New daily deaths hit 275 on Sunday, which was last lower way back on March 25, with 270.

It looks like it will take something like another 20 days to add another 10k deaths, so 130k by roughly July 15.  On May 18 I projected 155k by then, so obviously there's been a big slow down since late May when the projected 100k deaths projected was met.

That's the good news.

The bad news is case counts nationally are rising again after bottoming on May 11. New daily cases were so high on June 20 that you had to go back to May 1 to find a higher single day. In key states in the South this increase is not attributable to increased testing, especially in Florida where testing has declined and in other states where hospitalization increases are outstripping testing increases. Texas, Arizona, California and the Carolinas are all pointed to as examples.

Expect death counts to pick up again starting roughly July 15 due to the mid-June turn higher in cases. It takes about 28 days from classification as a case to classification as a death, according to the modeling.

Death is a lagging indicator.
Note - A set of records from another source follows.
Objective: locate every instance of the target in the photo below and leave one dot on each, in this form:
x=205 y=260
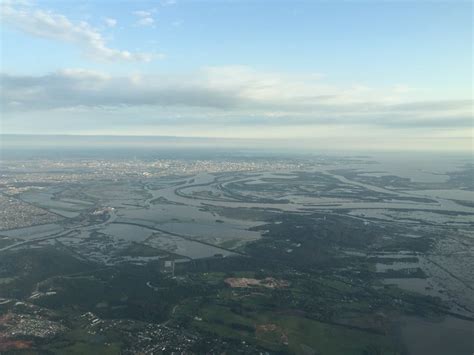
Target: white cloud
x=235 y=95
x=142 y=13
x=144 y=18
x=50 y=25
x=110 y=22
x=146 y=21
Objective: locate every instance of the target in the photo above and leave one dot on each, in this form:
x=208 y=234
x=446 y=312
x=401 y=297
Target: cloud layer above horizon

Low deaths today are the result of good action taken many yesterdays ago.   

Friday, June 19, 2020

Where is ED-209 when we need him? "You're not wearing a mask. You have 20 seconds to comply."


As usual Rush Limbaugh is full of it: He says Lincoln ran an anti-slavery campaign for the presidency

The Republicans of 1860 pledged not to interfere with slavery in the states, but opposed its expansion into the territories. Lincoln's moderation on the issue upset abolitionists.

I check in for 5 minutes just to see what he's on about, and he gets something wrong. Every. Damn. Time.

Update with chapter and verse:

"The Republican Party was actually founded in opposition to slavery, and Abraham Lincoln was the Republican Party’s president. He ran on an anti-slavery agenda, including some other things. The Civil War was waged under his leadership and presidency, and 500,000 Americans lost their lives (mostly white) to end slavery".

Here.

Rush also gets the casualties wrong. Admittedly there is variation in estimates, but 500,000 isn't one of them.

"For 110 years, the numbers stood as gospel: 618,222 men died in the Civil War, 360,222 from the North and 258,000 from the South — by far the greatest toll of any war in American history.

But new research shows that the numbers were far too low.

By combing through newly digitized census data from the 19th century, J. David Hacker, a demographic historian from Binghamton University in New York, has recalculated the death toll and increased it by more than 20 percent — to 750,000".

More.

Tuesday, June 16, 2020

Cheap widely available steroid confirmed to reduce COVID-19 deaths by 33% among patients on ventilators



"Results of trials announced on Tuesday showed dexamethasone, which is used to reduce inflammation in other diseases, reduced death rates by around a third among the most severely ill Covid-19 patients admitted to hospital".